“We have lost our way, Andy,” observed his master. “We've got off that damned old path; what's to be done? where are you?”
“I'm here, sir,” replied his man; “but as for what's to be done, it would take Mayo Mullen, that sees the fairies and tells fortunes, to tell us that. For heaven's sake, stay where you are, sir, till I get up to you, for if we part from one another, we're both lost. Where are you, sir?”
“Curse you, sirra,” replied his master angrily, “is this either a time or place to jest in? A man that would make a jest in such a situation as this would dance on his father's tombstone.”
“By my soul, sir, and I'd give a five-pound note, if I had it, that you and I were dancing 'Jig Polthogue' on it this minute. But, in the mane time, the devil a one o' me sees the joke your honor speaks of.”
“Why, then, do you ask me where I am, when you know I'm astray, that we're both astray, you snivelling old whelp? By the great and good King William, I'll be lost, Andy!”
“Well, and even if you are, sir,” replied Andy, who, guided by his voice, had now approached and joined him; “even if you are, sir, I trust you'll bear it like a Christian and a Trojan.”
“Get out, you old sniveller—what do you mean by a Trojan?”
“A Trojan, sir, I was tould, is a man that lives by sellin' wild-fowl. They take an oath, sir, before they begin the trade, never to die until they can't help it.”
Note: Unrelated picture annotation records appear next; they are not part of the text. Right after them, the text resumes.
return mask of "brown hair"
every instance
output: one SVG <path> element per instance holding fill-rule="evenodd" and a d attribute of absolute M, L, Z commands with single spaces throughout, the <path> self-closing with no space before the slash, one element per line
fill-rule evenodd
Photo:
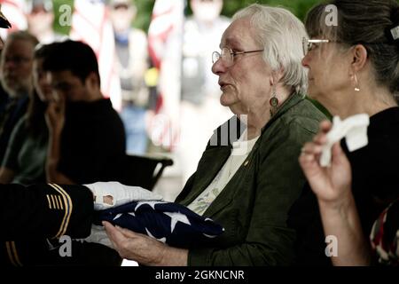
<path fill-rule="evenodd" d="M 338 25 L 327 25 L 335 5 Z M 377 83 L 399 91 L 399 43 L 390 29 L 399 25 L 399 5 L 394 0 L 331 0 L 313 7 L 305 20 L 310 37 L 321 36 L 350 47 L 362 44 L 374 68 Z"/>

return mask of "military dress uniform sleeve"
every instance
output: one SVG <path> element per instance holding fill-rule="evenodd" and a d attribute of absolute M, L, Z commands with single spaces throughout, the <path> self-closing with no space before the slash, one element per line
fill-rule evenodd
<path fill-rule="evenodd" d="M 90 235 L 93 194 L 83 185 L 0 185 L 2 241 Z"/>

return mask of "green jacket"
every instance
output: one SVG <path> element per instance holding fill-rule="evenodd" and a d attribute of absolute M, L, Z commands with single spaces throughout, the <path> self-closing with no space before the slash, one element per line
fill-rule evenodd
<path fill-rule="evenodd" d="M 246 162 L 203 214 L 225 232 L 189 249 L 188 265 L 288 265 L 295 232 L 287 213 L 301 193 L 305 178 L 298 162 L 303 144 L 325 116 L 299 94 L 293 95 L 262 128 Z M 197 171 L 176 202 L 190 204 L 228 159 L 228 146 L 208 146 Z"/>

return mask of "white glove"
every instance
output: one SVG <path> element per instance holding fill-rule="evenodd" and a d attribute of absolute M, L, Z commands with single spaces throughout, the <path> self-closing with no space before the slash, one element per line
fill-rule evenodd
<path fill-rule="evenodd" d="M 96 242 L 114 249 L 113 243 L 106 234 L 106 228 L 102 225 L 91 225 L 91 233 L 89 237 L 84 239 L 88 242 Z"/>
<path fill-rule="evenodd" d="M 368 144 L 367 127 L 370 124 L 368 114 L 356 114 L 343 121 L 340 117 L 334 116 L 332 123 L 332 130 L 327 133 L 327 143 L 323 146 L 320 155 L 320 165 L 322 167 L 330 166 L 332 145 L 344 137 L 350 152 L 360 149 Z"/>
<path fill-rule="evenodd" d="M 135 201 L 162 201 L 162 196 L 140 186 L 124 185 L 118 182 L 97 182 L 83 185 L 93 193 L 94 209 L 102 210 Z M 105 196 L 111 196 L 113 204 L 104 202 Z"/>

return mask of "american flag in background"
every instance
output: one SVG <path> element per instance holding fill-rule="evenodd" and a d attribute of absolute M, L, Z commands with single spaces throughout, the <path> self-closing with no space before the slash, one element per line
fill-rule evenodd
<path fill-rule="evenodd" d="M 2 12 L 10 20 L 12 28 L 0 28 L 0 36 L 5 39 L 13 31 L 25 30 L 27 23 L 25 16 L 25 0 L 0 0 Z M 104 1 L 75 0 L 72 15 L 70 38 L 88 43 L 97 55 L 101 91 L 110 98 L 115 109 L 121 107 L 121 83 L 115 67 L 115 46 L 113 29 Z"/>
<path fill-rule="evenodd" d="M 115 67 L 113 29 L 103 1 L 74 1 L 70 37 L 82 41 L 94 50 L 98 60 L 101 91 L 121 110 L 121 83 Z"/>
<path fill-rule="evenodd" d="M 108 221 L 177 248 L 207 242 L 224 231 L 213 220 L 173 202 L 133 201 L 96 214 L 97 225 Z"/>
<path fill-rule="evenodd" d="M 2 12 L 12 24 L 12 28 L 0 28 L 0 36 L 3 39 L 7 35 L 27 28 L 27 19 L 24 13 L 25 0 L 0 0 Z"/>
<path fill-rule="evenodd" d="M 179 137 L 184 20 L 184 0 L 156 0 L 148 30 L 149 53 L 160 75 L 150 138 L 168 150 L 173 150 Z"/>

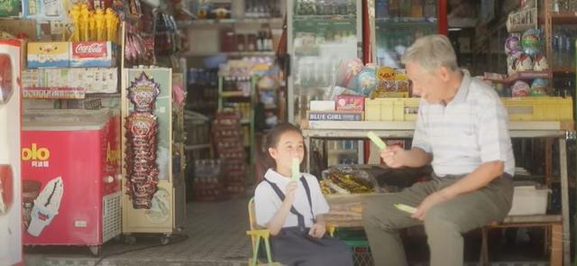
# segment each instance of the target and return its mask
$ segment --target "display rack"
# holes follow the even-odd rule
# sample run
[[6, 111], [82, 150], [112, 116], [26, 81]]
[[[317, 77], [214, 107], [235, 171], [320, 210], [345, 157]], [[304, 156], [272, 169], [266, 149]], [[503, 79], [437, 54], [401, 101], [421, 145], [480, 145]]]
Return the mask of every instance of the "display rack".
[[[151, 208], [135, 208], [127, 190], [127, 164], [123, 160], [123, 234], [128, 243], [134, 243], [133, 234], [156, 234], [160, 235], [160, 243], [166, 244], [173, 234], [183, 234], [186, 219], [186, 198], [184, 171], [184, 145], [175, 143], [173, 136], [173, 115], [181, 123], [182, 114], [175, 108], [172, 93], [171, 69], [125, 69], [122, 83], [122, 136], [123, 156], [127, 149], [126, 117], [133, 110], [128, 98], [128, 87], [138, 77], [144, 73], [160, 85], [160, 95], [154, 103], [154, 115], [158, 117], [156, 136], [157, 160], [160, 174], [157, 191], [151, 199]], [[175, 112], [176, 111], [176, 112]], [[181, 114], [180, 115], [179, 114]], [[174, 163], [174, 161], [179, 163]]]
[[[250, 78], [250, 91], [224, 91], [224, 77], [218, 77], [218, 111], [226, 109], [226, 103], [248, 104], [248, 114], [243, 114], [241, 124], [246, 128], [244, 135], [244, 146], [249, 149], [249, 164], [254, 161], [254, 105], [256, 96], [256, 77]], [[244, 112], [246, 113], [246, 112]], [[248, 134], [246, 134], [248, 133]]]
[[[350, 130], [354, 128], [355, 130]], [[367, 133], [372, 131], [378, 136], [387, 139], [410, 139], [415, 131], [415, 122], [319, 122], [312, 123], [303, 129], [305, 145], [310, 147], [312, 139], [366, 139]], [[545, 138], [557, 139], [559, 142], [559, 166], [561, 170], [561, 197], [563, 223], [563, 260], [564, 265], [570, 264], [570, 230], [569, 230], [569, 184], [567, 177], [567, 140], [575, 139], [572, 125], [561, 122], [509, 122], [511, 138]], [[306, 158], [310, 158], [307, 149]], [[310, 159], [306, 161], [306, 170], [310, 169]], [[556, 223], [556, 222], [555, 222]]]

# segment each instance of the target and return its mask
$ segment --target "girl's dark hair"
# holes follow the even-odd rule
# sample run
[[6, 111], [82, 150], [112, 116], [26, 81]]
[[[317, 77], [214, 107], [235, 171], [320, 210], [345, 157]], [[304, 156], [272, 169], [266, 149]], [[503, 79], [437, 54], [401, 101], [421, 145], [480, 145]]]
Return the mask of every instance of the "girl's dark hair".
[[[262, 145], [262, 151], [257, 151], [257, 153], [259, 153], [260, 155], [258, 157], [261, 158], [261, 160], [256, 160], [255, 173], [257, 182], [260, 182], [261, 180], [262, 180], [262, 179], [264, 179], [264, 174], [266, 173], [267, 170], [269, 170], [270, 168], [276, 168], [277, 164], [274, 159], [270, 157], [270, 153], [269, 153], [269, 148], [276, 148], [279, 144], [280, 136], [288, 132], [296, 132], [300, 135], [303, 134], [300, 129], [290, 123], [278, 124], [272, 129], [270, 129], [269, 133], [267, 133], [264, 139], [264, 145]], [[307, 148], [305, 147], [305, 149]]]

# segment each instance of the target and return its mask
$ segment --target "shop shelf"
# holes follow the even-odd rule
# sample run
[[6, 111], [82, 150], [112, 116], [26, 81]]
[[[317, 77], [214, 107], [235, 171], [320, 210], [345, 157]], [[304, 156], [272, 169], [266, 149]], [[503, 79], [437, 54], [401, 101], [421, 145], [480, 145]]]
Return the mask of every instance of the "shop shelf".
[[224, 91], [221, 96], [223, 97], [249, 97], [250, 95], [246, 95], [243, 91]]
[[350, 21], [355, 20], [356, 14], [297, 14], [294, 16], [293, 21], [301, 22], [326, 22], [326, 21]]
[[551, 14], [551, 22], [559, 24], [577, 23], [577, 12]]
[[510, 121], [573, 120], [573, 102], [570, 97], [515, 97], [501, 100]]
[[551, 76], [550, 71], [523, 71], [517, 72], [505, 79], [493, 79], [487, 78], [487, 80], [495, 82], [495, 83], [512, 83], [519, 79], [534, 79], [534, 78], [549, 78]]
[[187, 145], [187, 146], [185, 146], [184, 149], [187, 150], [187, 151], [194, 151], [194, 150], [200, 150], [200, 149], [208, 149], [208, 148], [210, 148], [210, 146], [211, 146], [210, 143]]
[[575, 73], [575, 68], [554, 68], [553, 69], [554, 74], [573, 74]]
[[420, 98], [365, 99], [365, 120], [415, 121]]
[[380, 17], [376, 18], [375, 22], [377, 23], [436, 23], [437, 18], [435, 17]]
[[242, 18], [242, 19], [206, 19], [206, 20], [196, 20], [196, 21], [179, 21], [177, 25], [179, 28], [185, 28], [189, 26], [203, 26], [203, 25], [214, 25], [214, 24], [235, 24], [235, 23], [282, 23], [283, 18]]

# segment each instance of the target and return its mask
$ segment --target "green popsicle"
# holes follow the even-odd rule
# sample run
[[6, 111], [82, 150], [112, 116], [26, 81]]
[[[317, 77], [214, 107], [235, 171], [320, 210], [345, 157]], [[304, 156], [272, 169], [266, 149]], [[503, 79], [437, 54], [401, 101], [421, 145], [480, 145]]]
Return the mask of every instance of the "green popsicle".
[[400, 204], [400, 203], [395, 204], [395, 207], [406, 213], [409, 213], [411, 215], [417, 212], [416, 207], [410, 206], [408, 205]]
[[371, 139], [371, 141], [372, 141], [379, 149], [385, 150], [385, 148], [387, 148], [387, 144], [385, 144], [385, 142], [373, 132], [370, 131], [367, 133], [367, 137], [369, 137], [369, 139]]
[[292, 180], [297, 181], [300, 178], [300, 161], [298, 158], [292, 159]]

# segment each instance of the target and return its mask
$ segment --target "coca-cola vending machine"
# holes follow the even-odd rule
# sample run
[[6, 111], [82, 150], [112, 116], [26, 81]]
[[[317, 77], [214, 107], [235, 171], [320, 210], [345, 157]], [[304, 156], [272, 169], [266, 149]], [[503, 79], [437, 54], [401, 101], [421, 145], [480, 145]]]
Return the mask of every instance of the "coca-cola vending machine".
[[23, 243], [86, 245], [122, 232], [120, 116], [26, 110], [22, 133]]
[[0, 40], [0, 265], [22, 265], [18, 40]]

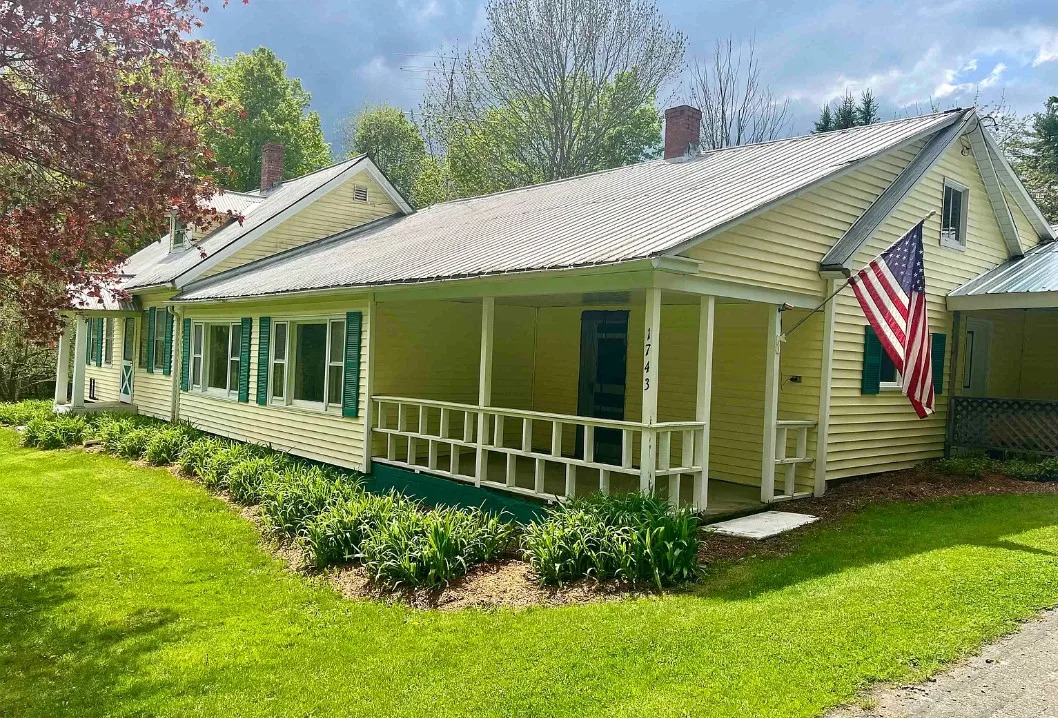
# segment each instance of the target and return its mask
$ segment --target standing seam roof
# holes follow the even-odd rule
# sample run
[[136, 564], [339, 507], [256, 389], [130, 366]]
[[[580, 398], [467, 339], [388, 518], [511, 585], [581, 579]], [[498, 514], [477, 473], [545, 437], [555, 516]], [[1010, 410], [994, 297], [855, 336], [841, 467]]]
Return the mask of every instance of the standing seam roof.
[[437, 204], [190, 284], [183, 299], [430, 281], [657, 256], [957, 118], [924, 115]]

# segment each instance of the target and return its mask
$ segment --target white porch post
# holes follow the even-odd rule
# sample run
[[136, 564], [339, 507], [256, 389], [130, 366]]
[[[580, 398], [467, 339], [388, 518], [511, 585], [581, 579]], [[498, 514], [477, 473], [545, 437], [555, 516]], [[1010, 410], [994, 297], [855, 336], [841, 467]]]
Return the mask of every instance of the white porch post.
[[[837, 280], [826, 282], [826, 296], [834, 294]], [[819, 423], [816, 425], [816, 475], [814, 493], [822, 496], [826, 491], [826, 446], [831, 432], [831, 384], [834, 381], [834, 323], [838, 313], [838, 299], [826, 302], [823, 309], [823, 365], [819, 373]]]
[[657, 463], [658, 362], [661, 355], [661, 290], [646, 290], [643, 315], [643, 439], [639, 455], [639, 490], [654, 491]]
[[76, 319], [77, 335], [73, 347], [73, 397], [70, 406], [79, 409], [85, 406], [85, 362], [88, 360], [88, 320]]
[[694, 438], [695, 460], [701, 473], [694, 476], [694, 508], [705, 511], [709, 504], [709, 411], [713, 399], [713, 324], [716, 297], [701, 297], [698, 310], [698, 394], [695, 403], [695, 421], [706, 426]]
[[55, 405], [67, 403], [70, 387], [70, 328], [62, 323], [59, 332], [58, 361], [55, 363]]
[[485, 478], [488, 456], [485, 445], [488, 443], [489, 422], [486, 420], [485, 407], [492, 403], [492, 344], [496, 319], [496, 298], [481, 299], [481, 362], [477, 374], [477, 453], [474, 462], [474, 484], [480, 486]]
[[782, 314], [771, 307], [768, 314], [767, 348], [764, 371], [764, 450], [761, 457], [761, 500], [771, 501], [776, 494], [776, 424], [779, 421], [779, 336]]

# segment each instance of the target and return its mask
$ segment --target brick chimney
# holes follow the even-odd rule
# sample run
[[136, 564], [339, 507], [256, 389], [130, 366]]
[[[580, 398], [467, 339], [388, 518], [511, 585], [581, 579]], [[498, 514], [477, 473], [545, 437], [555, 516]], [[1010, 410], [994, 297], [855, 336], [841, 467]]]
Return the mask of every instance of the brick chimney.
[[697, 152], [701, 144], [701, 110], [690, 105], [664, 111], [664, 159]]
[[282, 145], [269, 143], [261, 147], [261, 191], [275, 189], [282, 182]]

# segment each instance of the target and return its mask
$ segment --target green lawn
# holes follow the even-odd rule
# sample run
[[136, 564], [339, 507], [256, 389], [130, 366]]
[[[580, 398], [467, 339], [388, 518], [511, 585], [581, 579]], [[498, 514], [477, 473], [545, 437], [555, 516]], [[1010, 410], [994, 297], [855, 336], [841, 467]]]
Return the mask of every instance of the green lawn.
[[200, 486], [0, 430], [0, 715], [814, 716], [1058, 604], [1058, 495], [879, 505], [692, 594], [462, 613], [284, 570]]

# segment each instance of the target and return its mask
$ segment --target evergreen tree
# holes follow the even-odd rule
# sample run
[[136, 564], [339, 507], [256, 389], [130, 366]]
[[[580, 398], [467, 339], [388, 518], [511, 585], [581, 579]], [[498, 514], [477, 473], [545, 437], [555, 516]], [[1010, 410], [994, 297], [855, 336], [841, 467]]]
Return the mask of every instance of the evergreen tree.
[[816, 131], [817, 132], [829, 132], [834, 129], [834, 115], [831, 113], [831, 106], [824, 105], [823, 110], [819, 113], [819, 119], [816, 121]]
[[878, 119], [878, 100], [874, 98], [874, 93], [870, 89], [864, 90], [860, 95], [859, 107], [856, 108], [857, 124], [873, 125]]

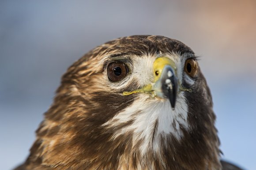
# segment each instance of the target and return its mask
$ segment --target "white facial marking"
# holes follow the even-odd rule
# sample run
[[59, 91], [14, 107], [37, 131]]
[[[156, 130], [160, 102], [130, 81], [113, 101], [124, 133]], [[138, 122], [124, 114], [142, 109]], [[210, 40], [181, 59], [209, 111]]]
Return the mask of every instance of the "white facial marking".
[[[150, 148], [153, 148], [155, 152], [159, 151], [161, 135], [171, 134], [180, 139], [183, 135], [181, 126], [185, 129], [188, 128], [187, 111], [188, 106], [183, 92], [180, 93], [178, 96], [174, 110], [172, 109], [168, 100], [150, 98], [148, 95], [143, 94], [140, 94], [127, 109], [116, 115], [103, 126], [113, 127], [133, 120], [131, 125], [116, 131], [113, 137], [114, 139], [120, 135], [133, 132], [133, 145], [142, 140], [140, 150], [143, 155]], [[157, 120], [157, 129], [154, 129]]]

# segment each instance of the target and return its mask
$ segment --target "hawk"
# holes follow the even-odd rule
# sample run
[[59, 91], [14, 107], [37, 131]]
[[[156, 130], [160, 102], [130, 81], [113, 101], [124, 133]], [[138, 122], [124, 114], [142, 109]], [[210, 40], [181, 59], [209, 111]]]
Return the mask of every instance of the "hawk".
[[220, 169], [212, 105], [186, 45], [117, 39], [68, 69], [17, 169]]

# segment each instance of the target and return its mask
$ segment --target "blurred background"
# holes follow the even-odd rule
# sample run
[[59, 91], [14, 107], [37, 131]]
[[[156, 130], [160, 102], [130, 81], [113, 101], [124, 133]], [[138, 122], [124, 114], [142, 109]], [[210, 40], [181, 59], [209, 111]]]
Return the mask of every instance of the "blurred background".
[[174, 38], [201, 56], [223, 158], [256, 170], [255, 0], [0, 0], [0, 169], [24, 161], [61, 75], [132, 35]]

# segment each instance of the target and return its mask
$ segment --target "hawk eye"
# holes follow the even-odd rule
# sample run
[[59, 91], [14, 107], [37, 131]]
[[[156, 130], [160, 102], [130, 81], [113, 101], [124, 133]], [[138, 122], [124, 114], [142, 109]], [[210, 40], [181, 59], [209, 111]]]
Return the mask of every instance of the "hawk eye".
[[187, 59], [184, 66], [184, 70], [190, 77], [194, 78], [197, 72], [196, 61], [192, 58]]
[[112, 81], [120, 80], [129, 72], [127, 65], [122, 62], [114, 62], [108, 66], [108, 76]]

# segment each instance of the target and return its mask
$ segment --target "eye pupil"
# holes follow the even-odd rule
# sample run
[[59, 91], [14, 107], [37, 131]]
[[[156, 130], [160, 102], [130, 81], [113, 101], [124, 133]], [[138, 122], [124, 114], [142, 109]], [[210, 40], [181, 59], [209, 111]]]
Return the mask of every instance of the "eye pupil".
[[122, 69], [120, 67], [116, 67], [114, 68], [114, 73], [117, 76], [120, 76], [122, 74]]
[[197, 72], [197, 63], [193, 58], [188, 58], [184, 65], [184, 71], [192, 78], [194, 78]]
[[191, 66], [191, 65], [190, 63], [187, 64], [187, 70], [188, 72], [191, 72], [191, 71], [192, 70], [192, 67]]

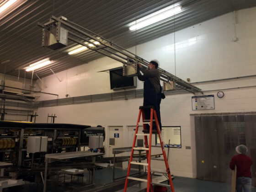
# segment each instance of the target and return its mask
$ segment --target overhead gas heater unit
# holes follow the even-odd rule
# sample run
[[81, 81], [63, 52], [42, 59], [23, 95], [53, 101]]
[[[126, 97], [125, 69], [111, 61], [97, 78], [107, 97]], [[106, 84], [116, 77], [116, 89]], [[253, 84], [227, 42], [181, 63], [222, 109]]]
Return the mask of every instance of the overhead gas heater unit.
[[[63, 16], [61, 19], [66, 20]], [[44, 24], [43, 30], [42, 45], [55, 50], [68, 45], [68, 31], [61, 27], [60, 22], [50, 21]]]
[[[123, 64], [124, 76], [137, 75], [139, 72], [138, 68], [138, 63], [141, 64], [143, 67], [147, 67], [149, 64], [149, 61], [91, 31], [68, 20], [64, 17], [57, 17], [53, 16], [49, 22], [44, 24], [38, 22], [37, 25], [43, 28], [43, 46], [55, 50], [69, 45], [68, 43], [75, 43], [79, 46], [78, 48], [86, 47], [82, 48], [95, 51]], [[74, 48], [69, 48], [69, 51], [68, 51], [69, 53], [72, 51], [72, 48], [74, 49]], [[64, 50], [61, 48], [60, 51], [61, 50]], [[67, 52], [67, 50], [65, 51]], [[79, 50], [78, 51], [83, 50]], [[75, 56], [75, 54], [74, 53], [74, 55]], [[160, 72], [161, 80], [168, 83], [170, 80], [171, 80], [171, 83], [176, 84], [171, 87], [168, 86], [168, 90], [177, 87], [193, 93], [202, 92], [198, 87], [165, 70], [160, 68], [157, 69]]]

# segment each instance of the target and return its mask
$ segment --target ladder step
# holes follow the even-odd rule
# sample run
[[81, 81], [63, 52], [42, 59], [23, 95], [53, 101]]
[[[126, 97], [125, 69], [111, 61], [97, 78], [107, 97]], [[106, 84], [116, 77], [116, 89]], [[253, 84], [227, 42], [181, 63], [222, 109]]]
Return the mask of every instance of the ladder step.
[[144, 147], [133, 147], [135, 150], [149, 150], [149, 148], [144, 148]]
[[[155, 119], [152, 119], [153, 121], [155, 121]], [[144, 122], [150, 122], [150, 119], [144, 119]]]
[[151, 160], [161, 160], [162, 161], [164, 161], [165, 160], [163, 159], [159, 159], [159, 158], [152, 158], [151, 157]]
[[150, 122], [140, 122], [138, 123], [138, 125], [143, 125], [144, 124], [149, 124]]
[[149, 136], [149, 133], [137, 133], [136, 135]]
[[146, 179], [141, 179], [140, 178], [133, 177], [132, 176], [128, 176], [128, 179], [132, 179], [133, 180], [140, 181], [143, 182], [148, 182], [148, 180]]
[[150, 170], [150, 172], [151, 173], [162, 173], [163, 174], [167, 174], [167, 172], [166, 171], [156, 171], [156, 170]]
[[163, 187], [171, 187], [171, 186], [170, 185], [165, 184], [164, 183], [151, 182], [151, 184], [152, 185], [158, 185], [159, 186], [163, 186]]
[[139, 163], [138, 162], [134, 162], [134, 161], [132, 161], [132, 162], [131, 162], [130, 163], [131, 163], [131, 164], [139, 165], [140, 165], [148, 166], [149, 165], [149, 164], [147, 163]]

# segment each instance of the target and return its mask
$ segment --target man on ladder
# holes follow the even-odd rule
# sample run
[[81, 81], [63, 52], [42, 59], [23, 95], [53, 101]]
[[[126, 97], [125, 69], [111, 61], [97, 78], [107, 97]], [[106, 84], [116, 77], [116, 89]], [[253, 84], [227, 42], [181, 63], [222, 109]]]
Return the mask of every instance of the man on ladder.
[[[141, 64], [138, 64], [139, 70], [143, 73], [138, 75], [138, 79], [144, 81], [144, 93], [143, 106], [153, 106], [155, 108], [159, 123], [160, 130], [162, 129], [161, 117], [160, 117], [160, 103], [161, 103], [161, 92], [162, 87], [160, 85], [160, 73], [157, 69], [158, 62], [156, 60], [153, 60], [146, 69], [143, 68]], [[145, 109], [145, 118], [149, 119], [150, 115], [150, 108]], [[149, 133], [149, 126], [146, 125], [146, 129], [143, 130], [145, 133]], [[153, 123], [152, 133], [157, 133], [155, 123]]]
[[[160, 123], [160, 103], [161, 102], [161, 87], [160, 85], [160, 74], [157, 69], [158, 64], [155, 61], [150, 61], [148, 69], [143, 68], [141, 64], [138, 64], [140, 70], [144, 75], [139, 75], [138, 78], [141, 80], [144, 81], [144, 100], [143, 106], [139, 107], [139, 112], [136, 124], [135, 133], [132, 147], [132, 151], [127, 171], [127, 176], [125, 181], [125, 184], [123, 190], [126, 192], [128, 180], [133, 180], [139, 181], [147, 182], [147, 192], [153, 192], [153, 185], [160, 186], [170, 188], [172, 192], [175, 192], [172, 183], [172, 180], [168, 160], [164, 147], [164, 142], [161, 136], [161, 123]], [[138, 133], [139, 126], [141, 117], [142, 117], [142, 124], [143, 125], [144, 133]], [[153, 120], [153, 118], [154, 119]], [[152, 133], [158, 134], [159, 140], [161, 145], [161, 149], [164, 157], [166, 167], [165, 171], [154, 171], [151, 168], [151, 155]], [[144, 147], [135, 146], [137, 137], [139, 135], [144, 136]], [[149, 136], [149, 138], [148, 138]], [[146, 154], [147, 163], [138, 162], [133, 160], [134, 150], [145, 150]], [[138, 177], [130, 176], [131, 164], [147, 166], [147, 179]], [[154, 173], [159, 173], [164, 174], [168, 178], [169, 184], [160, 183], [155, 183], [152, 181], [152, 176]]]

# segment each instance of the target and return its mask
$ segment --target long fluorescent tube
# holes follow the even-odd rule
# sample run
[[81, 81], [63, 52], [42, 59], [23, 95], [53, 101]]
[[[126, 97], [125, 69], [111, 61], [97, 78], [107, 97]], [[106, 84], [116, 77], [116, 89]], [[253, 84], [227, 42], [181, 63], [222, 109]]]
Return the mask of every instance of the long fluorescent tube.
[[5, 3], [3, 3], [4, 4], [3, 4], [3, 5], [0, 7], [0, 13], [3, 12], [16, 1], [17, 0], [9, 0]]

“You mean to say, or to hint at least, that in addition to our other dangers we run the risk of coming in contact with poachers?”
“Well, then, sir, if I don't mistake they're out to-night. However, don't let us alarm one another. God forbid that I'd say a single word to frighten you; but still, you know yourself that there's many a man not a hundred miles from us that 'ud be glad to mistake you for a target, a mallard, or any other wild-fowl or that description.”